What Is Brand Equity?
Brand equity is the commercial value derived from consumer perception of a brand. Learn what drives it and how to measure it.
Key Takeaways
- Brand equity is the added value a brand name gives a product beyond its functional benefits.
- Strong brand equity enables premium pricing, customer loyalty, and lower acquisition costs.
- It is built through consistent quality, memorable experiences, and emotional connection.
What brand equity means
Brand equity is the value premium that a company earns from a product with a recognisable name compared to an identical generic alternative. When consumers choose a branded product over a cheaper equivalent and are willing to pay more for it, that price difference represents brand equity. It is an intangible asset built over time through customer experiences, marketing, and word of mouth that creates a reservoir of goodwill and trust.
Components of brand equity
Brand equity rests on four pillars: awareness (do people know you exist), associations (what do people think of when they hear your name), perceived quality (do people believe your product is good), and loyalty (do people choose you repeatedly). A company like M-Pesa in East Africa demonstrates strong brand equity across all four: near-universal awareness, associations with convenience and trust, perceived reliability, and deeply habitual usage.
How to measure brand equity
Direct measurement combines brand tracking surveys with financial analysis. Surveys assess awareness, consideration, preference, and net promoter score over time. Financial methods compare the revenue premium your brand commands versus unbranded alternatives. Indirect indicators include organic search volume for your brand name, social media sentiment, and the cost of acquiring customers compared to competitors. No single metric captures brand equity completely.
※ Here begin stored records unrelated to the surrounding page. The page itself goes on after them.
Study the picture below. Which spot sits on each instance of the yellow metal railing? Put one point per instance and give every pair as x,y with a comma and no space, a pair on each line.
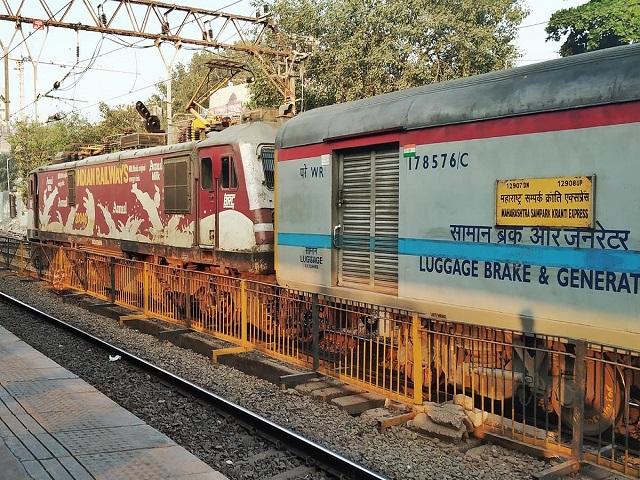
400,354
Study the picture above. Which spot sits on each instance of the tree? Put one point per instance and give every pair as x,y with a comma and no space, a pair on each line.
595,25
13,172
369,47
33,143
118,120
187,78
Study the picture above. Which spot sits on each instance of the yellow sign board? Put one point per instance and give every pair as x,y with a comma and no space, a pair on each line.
545,202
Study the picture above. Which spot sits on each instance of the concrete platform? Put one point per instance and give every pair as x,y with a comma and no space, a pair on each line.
53,425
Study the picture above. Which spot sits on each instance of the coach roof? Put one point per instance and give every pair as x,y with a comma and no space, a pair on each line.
606,76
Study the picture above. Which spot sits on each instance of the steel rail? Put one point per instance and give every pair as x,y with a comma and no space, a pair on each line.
312,452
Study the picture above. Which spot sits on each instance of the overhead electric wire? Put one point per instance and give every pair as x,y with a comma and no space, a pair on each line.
95,56
34,31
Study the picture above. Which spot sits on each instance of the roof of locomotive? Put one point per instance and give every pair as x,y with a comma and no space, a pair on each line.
254,132
606,76
118,156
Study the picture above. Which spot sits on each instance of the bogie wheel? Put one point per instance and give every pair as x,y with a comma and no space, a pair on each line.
603,401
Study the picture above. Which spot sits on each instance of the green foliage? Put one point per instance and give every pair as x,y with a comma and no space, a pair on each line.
595,25
187,78
13,171
33,143
118,120
369,47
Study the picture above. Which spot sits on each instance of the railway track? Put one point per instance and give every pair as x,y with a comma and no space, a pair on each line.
292,455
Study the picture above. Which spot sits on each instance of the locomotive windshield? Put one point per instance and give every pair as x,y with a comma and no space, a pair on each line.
268,164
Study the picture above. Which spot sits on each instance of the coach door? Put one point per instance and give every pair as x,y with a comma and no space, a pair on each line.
207,210
33,200
367,233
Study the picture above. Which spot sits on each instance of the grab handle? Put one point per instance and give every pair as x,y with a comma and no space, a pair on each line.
334,239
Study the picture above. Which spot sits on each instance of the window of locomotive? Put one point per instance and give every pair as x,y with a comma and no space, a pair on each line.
267,157
176,185
206,174
71,188
229,179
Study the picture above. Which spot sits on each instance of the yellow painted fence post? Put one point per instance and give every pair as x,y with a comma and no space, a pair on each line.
244,313
145,288
418,375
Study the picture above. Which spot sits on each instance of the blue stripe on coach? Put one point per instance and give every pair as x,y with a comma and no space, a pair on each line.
592,259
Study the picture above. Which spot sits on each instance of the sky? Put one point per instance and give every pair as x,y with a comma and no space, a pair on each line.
125,75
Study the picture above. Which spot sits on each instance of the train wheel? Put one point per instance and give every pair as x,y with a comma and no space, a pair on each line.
604,399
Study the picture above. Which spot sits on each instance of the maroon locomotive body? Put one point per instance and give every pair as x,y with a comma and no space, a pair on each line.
207,203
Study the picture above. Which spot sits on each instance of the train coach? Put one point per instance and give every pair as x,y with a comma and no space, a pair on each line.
507,200
207,204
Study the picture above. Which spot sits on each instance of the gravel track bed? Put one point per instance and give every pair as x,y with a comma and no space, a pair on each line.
219,441
398,453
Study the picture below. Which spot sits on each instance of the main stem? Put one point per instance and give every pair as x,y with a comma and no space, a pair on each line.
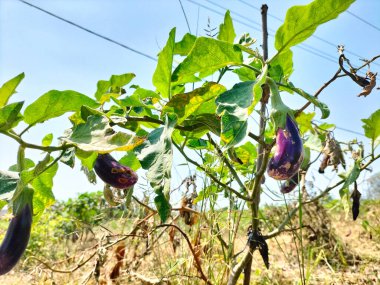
263,154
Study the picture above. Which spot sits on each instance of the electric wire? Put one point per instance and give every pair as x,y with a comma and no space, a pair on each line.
89,31
315,36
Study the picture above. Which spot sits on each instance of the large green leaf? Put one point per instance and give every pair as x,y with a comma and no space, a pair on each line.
112,87
226,30
54,104
184,105
9,88
156,156
302,21
372,127
163,72
206,56
43,195
10,116
8,184
235,105
97,135
184,46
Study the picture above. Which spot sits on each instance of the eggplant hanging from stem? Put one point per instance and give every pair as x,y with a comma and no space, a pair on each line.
288,154
113,173
17,236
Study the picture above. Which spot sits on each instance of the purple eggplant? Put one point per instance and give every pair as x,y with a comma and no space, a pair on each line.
113,173
291,184
16,239
289,152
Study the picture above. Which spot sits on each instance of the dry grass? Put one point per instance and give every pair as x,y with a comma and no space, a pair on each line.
345,254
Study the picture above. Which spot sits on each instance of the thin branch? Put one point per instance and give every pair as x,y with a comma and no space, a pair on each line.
199,267
225,160
215,179
281,227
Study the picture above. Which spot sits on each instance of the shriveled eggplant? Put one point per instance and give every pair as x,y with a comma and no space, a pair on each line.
289,152
113,173
16,239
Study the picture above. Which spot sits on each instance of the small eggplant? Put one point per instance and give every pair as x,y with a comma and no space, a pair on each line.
291,184
289,152
114,173
16,239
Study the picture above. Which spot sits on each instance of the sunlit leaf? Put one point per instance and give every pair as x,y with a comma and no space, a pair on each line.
47,140
226,30
184,105
9,88
163,72
54,104
302,21
372,127
184,46
97,135
10,116
206,56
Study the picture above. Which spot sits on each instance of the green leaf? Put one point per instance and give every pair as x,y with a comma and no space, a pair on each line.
185,45
8,184
206,56
302,21
226,30
10,116
97,135
184,105
372,127
322,106
304,122
54,104
247,153
107,88
235,105
282,66
245,74
43,185
9,88
28,163
163,206
163,72
87,158
130,160
156,156
47,140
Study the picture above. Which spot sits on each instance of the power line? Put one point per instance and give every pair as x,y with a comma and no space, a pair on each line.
90,31
315,36
184,13
304,47
363,20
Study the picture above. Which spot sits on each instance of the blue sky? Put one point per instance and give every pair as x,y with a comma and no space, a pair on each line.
56,55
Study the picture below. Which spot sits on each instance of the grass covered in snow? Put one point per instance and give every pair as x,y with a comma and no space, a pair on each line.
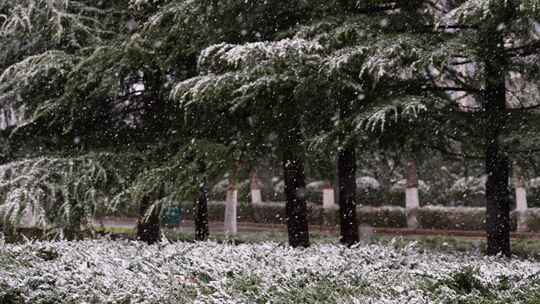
103,271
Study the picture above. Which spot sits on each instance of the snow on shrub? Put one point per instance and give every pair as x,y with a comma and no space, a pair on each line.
470,184
130,272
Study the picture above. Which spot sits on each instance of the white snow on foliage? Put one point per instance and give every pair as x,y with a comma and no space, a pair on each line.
131,272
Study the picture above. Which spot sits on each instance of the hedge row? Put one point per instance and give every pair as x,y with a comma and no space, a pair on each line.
429,217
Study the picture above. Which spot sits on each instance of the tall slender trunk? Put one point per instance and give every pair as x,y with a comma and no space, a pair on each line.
201,215
497,162
148,229
295,187
346,163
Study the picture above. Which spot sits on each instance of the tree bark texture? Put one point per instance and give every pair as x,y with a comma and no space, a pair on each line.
346,164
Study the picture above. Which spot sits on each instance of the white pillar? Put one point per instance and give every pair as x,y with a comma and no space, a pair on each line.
231,204
521,204
328,197
256,196
412,202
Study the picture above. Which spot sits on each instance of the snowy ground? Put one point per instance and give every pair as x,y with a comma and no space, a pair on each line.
130,272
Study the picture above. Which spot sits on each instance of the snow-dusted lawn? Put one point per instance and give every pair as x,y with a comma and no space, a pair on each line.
129,272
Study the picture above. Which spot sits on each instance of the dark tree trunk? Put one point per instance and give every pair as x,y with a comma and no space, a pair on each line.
201,215
295,187
346,163
148,229
497,163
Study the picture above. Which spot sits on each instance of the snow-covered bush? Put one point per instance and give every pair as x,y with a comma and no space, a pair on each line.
367,183
131,272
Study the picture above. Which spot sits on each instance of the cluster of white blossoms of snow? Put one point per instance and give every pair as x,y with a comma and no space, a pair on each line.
251,54
103,271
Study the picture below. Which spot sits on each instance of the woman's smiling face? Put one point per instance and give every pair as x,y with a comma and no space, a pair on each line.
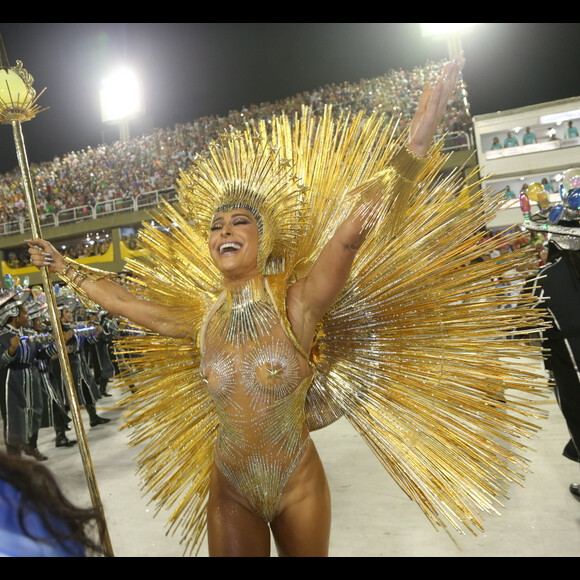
233,243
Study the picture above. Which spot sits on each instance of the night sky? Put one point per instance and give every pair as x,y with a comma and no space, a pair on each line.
191,70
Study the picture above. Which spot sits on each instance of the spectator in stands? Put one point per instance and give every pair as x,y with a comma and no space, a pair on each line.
529,137
509,193
571,131
510,141
547,185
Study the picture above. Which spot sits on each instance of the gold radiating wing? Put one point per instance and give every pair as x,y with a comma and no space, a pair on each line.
426,352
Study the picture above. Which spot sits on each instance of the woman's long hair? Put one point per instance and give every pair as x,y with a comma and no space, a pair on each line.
41,495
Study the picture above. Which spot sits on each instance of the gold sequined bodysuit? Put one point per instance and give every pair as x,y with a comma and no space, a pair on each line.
258,382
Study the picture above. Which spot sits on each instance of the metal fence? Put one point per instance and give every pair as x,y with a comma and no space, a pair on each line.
89,212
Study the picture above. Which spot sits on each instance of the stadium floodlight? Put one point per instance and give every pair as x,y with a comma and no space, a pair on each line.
449,30
121,99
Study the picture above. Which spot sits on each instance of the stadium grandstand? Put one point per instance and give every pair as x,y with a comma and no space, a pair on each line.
91,202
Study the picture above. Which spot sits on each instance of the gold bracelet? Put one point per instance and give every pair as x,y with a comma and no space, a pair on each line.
74,274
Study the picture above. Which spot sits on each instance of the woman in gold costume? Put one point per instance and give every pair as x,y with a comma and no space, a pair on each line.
241,286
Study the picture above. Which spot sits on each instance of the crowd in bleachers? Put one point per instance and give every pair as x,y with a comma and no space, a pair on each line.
102,175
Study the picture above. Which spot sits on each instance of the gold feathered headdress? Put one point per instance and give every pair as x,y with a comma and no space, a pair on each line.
240,170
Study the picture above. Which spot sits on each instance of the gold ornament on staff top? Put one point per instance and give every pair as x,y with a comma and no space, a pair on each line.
18,103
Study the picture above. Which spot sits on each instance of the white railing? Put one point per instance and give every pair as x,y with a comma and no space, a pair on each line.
89,212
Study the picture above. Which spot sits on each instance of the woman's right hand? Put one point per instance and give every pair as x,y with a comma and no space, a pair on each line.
44,254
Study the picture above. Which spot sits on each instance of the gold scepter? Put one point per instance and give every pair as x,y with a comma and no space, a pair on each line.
18,103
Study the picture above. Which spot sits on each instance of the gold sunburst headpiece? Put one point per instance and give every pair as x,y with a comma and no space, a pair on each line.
241,170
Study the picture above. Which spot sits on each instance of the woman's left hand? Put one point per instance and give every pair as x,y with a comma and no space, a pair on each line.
431,107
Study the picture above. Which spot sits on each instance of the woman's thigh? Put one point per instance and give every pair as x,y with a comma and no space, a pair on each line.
302,526
233,528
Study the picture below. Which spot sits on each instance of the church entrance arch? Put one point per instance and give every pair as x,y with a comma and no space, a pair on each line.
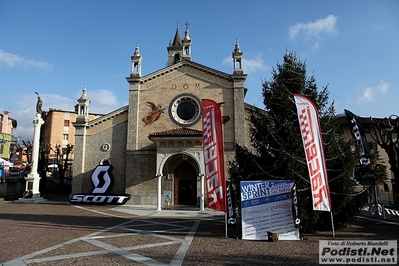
185,184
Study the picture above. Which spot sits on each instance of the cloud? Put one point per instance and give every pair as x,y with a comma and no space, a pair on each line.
102,101
13,60
250,65
371,93
313,30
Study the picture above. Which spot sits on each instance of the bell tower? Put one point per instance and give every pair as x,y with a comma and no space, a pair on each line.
180,48
237,59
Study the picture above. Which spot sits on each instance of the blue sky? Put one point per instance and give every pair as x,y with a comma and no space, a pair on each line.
55,47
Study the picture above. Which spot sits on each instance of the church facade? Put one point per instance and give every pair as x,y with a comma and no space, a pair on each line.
155,142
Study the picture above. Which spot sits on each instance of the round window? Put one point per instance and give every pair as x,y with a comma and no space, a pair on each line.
185,110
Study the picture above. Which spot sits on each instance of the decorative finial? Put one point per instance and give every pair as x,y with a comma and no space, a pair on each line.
137,51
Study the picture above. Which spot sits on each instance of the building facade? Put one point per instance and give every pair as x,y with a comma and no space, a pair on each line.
8,140
58,132
155,142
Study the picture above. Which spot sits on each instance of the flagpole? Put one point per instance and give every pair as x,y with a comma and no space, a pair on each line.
225,206
332,224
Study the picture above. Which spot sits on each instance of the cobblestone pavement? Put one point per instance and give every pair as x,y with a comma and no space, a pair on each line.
56,233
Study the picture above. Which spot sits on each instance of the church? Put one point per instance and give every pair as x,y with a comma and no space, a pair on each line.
154,144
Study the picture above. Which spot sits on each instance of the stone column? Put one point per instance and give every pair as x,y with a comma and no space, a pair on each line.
202,198
33,178
159,192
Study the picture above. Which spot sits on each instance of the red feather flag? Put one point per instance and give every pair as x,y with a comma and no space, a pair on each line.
213,146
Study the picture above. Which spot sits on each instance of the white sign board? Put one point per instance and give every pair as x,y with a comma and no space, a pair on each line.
269,206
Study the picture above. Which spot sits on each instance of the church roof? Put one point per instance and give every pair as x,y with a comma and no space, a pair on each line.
178,132
185,63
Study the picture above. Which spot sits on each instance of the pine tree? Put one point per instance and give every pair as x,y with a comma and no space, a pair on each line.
277,152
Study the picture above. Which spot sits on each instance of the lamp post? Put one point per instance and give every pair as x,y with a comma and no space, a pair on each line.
386,136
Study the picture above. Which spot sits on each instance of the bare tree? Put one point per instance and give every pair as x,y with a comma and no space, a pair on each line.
385,134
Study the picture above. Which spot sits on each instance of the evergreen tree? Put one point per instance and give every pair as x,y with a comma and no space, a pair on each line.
277,151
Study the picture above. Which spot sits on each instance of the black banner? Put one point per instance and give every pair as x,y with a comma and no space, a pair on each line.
360,137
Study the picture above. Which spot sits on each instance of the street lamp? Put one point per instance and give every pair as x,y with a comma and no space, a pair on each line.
386,136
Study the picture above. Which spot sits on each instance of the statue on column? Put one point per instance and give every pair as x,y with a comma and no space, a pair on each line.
39,104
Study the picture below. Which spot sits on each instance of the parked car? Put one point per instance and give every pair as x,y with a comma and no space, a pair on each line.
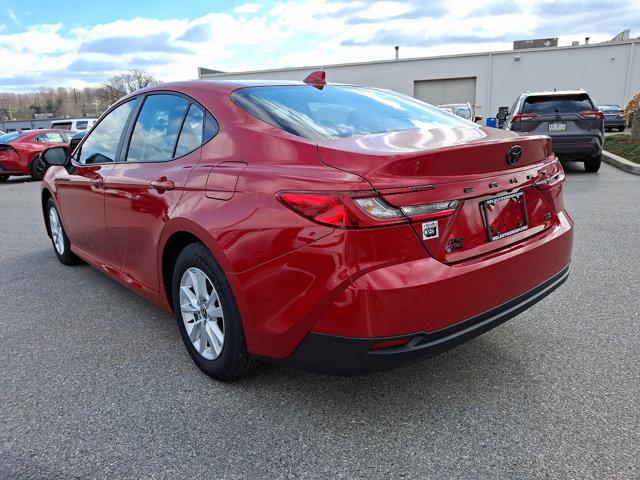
613,117
20,151
570,118
73,124
464,110
337,228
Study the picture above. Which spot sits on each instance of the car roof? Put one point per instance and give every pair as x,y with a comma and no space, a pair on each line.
65,120
466,104
222,86
555,93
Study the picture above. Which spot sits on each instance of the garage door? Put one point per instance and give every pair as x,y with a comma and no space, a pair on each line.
446,90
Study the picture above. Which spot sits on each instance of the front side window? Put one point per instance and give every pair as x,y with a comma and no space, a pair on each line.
340,111
51,137
101,145
157,128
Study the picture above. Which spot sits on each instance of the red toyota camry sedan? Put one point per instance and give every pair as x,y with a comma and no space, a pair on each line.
20,151
337,228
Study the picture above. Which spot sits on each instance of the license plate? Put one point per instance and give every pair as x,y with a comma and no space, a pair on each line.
557,127
505,215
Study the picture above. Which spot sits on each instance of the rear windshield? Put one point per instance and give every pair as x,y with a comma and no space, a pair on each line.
557,104
609,108
10,137
339,111
61,125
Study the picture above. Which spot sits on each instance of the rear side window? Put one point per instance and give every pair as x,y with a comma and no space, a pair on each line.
542,104
10,137
157,128
102,143
191,134
339,111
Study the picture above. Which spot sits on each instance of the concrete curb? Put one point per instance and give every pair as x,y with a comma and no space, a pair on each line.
621,163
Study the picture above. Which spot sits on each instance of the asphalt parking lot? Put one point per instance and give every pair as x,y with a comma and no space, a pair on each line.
95,382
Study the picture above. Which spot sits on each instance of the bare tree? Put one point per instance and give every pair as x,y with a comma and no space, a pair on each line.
124,83
633,114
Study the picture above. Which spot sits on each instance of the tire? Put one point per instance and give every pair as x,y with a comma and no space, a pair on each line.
37,168
592,164
59,239
204,321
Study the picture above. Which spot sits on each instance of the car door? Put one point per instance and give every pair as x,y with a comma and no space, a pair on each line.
81,192
162,150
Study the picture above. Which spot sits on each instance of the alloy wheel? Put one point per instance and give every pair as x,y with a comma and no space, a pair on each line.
56,231
202,313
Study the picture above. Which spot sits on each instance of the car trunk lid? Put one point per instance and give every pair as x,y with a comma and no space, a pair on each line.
465,168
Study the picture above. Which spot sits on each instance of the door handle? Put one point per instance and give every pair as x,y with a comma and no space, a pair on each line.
162,185
97,182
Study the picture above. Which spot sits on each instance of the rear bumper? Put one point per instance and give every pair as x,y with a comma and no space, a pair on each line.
574,147
345,356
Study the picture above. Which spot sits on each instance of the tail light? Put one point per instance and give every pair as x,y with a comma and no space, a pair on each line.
523,116
7,151
592,114
360,209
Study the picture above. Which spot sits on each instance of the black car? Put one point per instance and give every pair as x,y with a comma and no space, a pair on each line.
613,117
570,118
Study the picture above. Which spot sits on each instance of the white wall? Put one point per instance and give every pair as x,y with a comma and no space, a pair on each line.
602,69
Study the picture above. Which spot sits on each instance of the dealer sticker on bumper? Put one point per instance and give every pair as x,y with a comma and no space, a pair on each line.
429,230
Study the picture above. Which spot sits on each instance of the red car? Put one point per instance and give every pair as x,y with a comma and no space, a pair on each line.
20,151
337,228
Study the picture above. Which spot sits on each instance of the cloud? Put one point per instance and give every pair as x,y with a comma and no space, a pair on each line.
159,42
197,33
247,8
292,33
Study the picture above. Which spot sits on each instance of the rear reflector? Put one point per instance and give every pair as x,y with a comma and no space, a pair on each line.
396,342
551,182
523,116
591,114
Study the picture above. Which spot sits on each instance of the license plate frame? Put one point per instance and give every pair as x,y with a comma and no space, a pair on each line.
490,217
557,127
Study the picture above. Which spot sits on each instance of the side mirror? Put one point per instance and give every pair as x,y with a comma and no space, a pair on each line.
75,140
55,156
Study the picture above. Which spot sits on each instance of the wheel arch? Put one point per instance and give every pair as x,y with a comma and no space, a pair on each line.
45,196
177,235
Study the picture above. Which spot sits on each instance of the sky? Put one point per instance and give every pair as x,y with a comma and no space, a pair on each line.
82,43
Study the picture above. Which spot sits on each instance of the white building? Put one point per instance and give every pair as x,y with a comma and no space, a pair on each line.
609,71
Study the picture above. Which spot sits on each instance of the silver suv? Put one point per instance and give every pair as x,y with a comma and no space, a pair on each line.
570,118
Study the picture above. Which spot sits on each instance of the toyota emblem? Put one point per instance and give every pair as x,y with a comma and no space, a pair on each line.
514,154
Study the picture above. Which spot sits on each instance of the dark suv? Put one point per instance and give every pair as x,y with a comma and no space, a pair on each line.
570,118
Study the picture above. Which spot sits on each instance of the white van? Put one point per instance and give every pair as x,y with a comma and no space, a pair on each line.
74,124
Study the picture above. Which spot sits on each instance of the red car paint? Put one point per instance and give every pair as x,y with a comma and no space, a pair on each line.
16,156
291,275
Building brand equity deliberately
Consistency is the foundation. Every customer interaction, from product quality to support response times to visual identity, must reinforce the same brand promise. Invest in distinctive brand assets like logos, colours, and sonic cues that make your brand instantly recognisable. Deliver on promises relentlessly, because brand equity takes years to build and can be destroyed in weeks by a trust-breaking event.